The vendor in question had antiques from Asia, including clay work and pottery, and Wren walked over to a clay teapot, her fingers gliding over it as she looked up at a large, masculine print, one that claimed to be nearly as old as the painting it originated from. The gold and greens suited Silver, with his quiet ways, and she thought the waves were fitting too. She didn't turn to look at him as she asked the woman to deliver it. It was a housewarming gift, and she had no intention of letting him pay for it either. She motioned to a set of dark wood nesting boxes too, engraved with handworked bamboo leaves, and she slipped the woman her card before Silver could intervene, which she suspected he would, if given the chance. "It's a gift," she said over her shoulder, smiling when the woman nodded her approval. "The print should go over the bed," she told him, because the three panels were certainly wide enough, and it would make his bedroom look less barren.

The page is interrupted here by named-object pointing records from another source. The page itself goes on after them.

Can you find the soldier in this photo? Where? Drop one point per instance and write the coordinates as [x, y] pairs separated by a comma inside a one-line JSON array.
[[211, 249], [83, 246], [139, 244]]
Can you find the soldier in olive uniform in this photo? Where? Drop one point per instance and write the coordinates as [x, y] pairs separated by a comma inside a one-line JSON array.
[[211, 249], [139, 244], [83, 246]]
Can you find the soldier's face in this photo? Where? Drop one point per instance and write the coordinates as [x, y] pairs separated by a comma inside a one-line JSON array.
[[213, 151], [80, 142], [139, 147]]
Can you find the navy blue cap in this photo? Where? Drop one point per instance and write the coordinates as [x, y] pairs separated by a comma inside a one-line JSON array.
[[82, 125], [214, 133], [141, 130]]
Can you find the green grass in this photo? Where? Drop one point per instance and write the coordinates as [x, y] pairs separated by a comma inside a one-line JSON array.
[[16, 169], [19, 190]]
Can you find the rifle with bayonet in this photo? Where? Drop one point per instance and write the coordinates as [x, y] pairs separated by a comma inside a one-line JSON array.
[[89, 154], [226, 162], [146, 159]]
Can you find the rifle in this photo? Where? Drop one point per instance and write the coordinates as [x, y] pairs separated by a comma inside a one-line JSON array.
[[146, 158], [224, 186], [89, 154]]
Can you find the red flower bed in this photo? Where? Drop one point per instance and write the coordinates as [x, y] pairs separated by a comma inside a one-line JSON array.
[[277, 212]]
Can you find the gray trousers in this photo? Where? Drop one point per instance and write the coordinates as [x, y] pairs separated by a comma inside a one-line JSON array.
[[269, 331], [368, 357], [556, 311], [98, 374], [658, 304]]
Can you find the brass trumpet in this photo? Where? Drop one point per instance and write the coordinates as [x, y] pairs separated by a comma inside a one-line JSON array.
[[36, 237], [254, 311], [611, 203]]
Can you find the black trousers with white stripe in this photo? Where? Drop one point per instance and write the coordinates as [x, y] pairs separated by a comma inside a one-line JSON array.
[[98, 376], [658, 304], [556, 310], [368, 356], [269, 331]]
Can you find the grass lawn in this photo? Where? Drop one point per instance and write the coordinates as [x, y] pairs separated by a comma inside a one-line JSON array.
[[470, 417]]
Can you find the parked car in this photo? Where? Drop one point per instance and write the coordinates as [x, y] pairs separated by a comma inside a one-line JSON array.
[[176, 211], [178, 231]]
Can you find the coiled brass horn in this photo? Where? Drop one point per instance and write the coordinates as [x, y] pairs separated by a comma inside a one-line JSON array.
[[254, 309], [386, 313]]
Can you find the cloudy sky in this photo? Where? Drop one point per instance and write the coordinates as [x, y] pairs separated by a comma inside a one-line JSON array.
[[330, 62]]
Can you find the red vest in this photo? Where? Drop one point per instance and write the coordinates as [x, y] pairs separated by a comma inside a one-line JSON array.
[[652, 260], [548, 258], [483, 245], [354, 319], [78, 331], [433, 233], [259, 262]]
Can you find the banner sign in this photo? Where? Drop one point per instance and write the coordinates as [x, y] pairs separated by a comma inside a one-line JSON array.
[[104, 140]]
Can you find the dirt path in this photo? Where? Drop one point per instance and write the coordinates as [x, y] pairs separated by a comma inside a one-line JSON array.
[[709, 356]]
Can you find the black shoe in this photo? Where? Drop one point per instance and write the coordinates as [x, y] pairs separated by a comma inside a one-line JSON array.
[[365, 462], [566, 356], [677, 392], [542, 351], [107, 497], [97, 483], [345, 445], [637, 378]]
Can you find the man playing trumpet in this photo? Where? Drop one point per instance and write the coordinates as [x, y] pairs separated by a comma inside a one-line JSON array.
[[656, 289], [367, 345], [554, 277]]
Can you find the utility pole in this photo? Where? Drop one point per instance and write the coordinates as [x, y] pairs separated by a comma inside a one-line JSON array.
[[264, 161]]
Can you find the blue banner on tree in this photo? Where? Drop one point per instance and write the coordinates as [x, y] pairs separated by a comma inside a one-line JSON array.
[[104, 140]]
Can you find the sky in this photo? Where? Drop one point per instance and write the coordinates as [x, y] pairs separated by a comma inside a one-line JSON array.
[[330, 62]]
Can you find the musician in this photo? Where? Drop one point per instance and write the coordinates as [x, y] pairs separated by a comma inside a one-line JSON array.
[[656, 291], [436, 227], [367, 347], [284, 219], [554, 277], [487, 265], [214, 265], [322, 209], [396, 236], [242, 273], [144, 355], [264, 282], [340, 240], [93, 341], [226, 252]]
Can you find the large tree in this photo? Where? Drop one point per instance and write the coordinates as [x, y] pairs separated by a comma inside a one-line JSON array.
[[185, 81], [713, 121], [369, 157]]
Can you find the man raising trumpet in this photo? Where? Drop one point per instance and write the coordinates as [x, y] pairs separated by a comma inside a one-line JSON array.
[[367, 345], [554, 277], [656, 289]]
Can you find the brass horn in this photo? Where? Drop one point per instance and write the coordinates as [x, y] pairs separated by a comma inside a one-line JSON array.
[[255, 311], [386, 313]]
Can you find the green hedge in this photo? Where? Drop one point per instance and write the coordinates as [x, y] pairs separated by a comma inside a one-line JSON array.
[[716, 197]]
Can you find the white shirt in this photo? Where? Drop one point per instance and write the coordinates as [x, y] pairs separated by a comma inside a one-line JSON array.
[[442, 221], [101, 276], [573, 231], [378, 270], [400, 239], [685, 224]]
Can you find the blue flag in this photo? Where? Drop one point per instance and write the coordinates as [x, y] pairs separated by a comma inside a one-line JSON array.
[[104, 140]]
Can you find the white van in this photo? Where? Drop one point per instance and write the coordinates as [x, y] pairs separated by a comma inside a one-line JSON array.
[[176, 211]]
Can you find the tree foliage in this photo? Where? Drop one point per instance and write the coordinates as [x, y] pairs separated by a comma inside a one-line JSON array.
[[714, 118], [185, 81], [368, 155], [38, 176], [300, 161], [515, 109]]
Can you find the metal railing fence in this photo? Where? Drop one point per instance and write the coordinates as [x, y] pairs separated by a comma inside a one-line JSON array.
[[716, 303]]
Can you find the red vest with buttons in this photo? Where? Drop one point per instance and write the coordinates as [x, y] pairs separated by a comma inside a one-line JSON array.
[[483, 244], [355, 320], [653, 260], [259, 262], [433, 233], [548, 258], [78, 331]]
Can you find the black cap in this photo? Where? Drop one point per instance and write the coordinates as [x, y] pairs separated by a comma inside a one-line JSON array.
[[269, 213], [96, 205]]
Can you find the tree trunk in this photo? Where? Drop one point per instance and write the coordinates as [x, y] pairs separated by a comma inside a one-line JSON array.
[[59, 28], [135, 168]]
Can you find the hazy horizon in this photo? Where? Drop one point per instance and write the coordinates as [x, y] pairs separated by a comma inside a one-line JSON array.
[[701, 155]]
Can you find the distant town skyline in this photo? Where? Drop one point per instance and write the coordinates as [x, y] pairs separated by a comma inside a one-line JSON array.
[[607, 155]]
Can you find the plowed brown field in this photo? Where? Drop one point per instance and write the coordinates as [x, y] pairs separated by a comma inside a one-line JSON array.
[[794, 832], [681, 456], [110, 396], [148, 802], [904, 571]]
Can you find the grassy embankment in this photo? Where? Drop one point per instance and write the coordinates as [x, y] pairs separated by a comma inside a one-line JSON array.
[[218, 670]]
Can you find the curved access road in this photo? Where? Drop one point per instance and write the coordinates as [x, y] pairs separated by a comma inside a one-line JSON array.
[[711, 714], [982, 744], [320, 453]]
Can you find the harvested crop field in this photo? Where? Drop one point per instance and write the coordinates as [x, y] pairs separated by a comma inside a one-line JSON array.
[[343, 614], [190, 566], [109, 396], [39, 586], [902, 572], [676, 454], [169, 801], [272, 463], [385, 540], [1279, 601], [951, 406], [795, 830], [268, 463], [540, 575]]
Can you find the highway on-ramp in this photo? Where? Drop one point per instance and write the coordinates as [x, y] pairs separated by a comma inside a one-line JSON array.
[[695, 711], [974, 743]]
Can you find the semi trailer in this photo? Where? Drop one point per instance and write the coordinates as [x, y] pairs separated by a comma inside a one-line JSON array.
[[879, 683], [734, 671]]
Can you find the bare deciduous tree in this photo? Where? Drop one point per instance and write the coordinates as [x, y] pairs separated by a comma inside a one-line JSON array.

Silver was concentrating on the print, comparing it to the place he went in his mind to try to push away the negative thoughts he was always fighting off. It was similar, but not exact. The place in Silver’s mind was under that surface, at least a fathom down, and if he saw the glimmers of gold that this one showed on the crests of the waves, it was in glinting shafts, from deep down below the green cool as the water weighed him down. He didn’t hear what she said to the woman who was working there, which was extremely unlike him, and he looked up quickly when they moved from choosing boxes to standing at the counter. Silver avoided looking at the print again, but his smile was deep and very wide when she ordered its placement. “If you say so.Thank you.” He gave the nesting boxes a sideways glance as she was handed a receipt. “What are the boxes for?”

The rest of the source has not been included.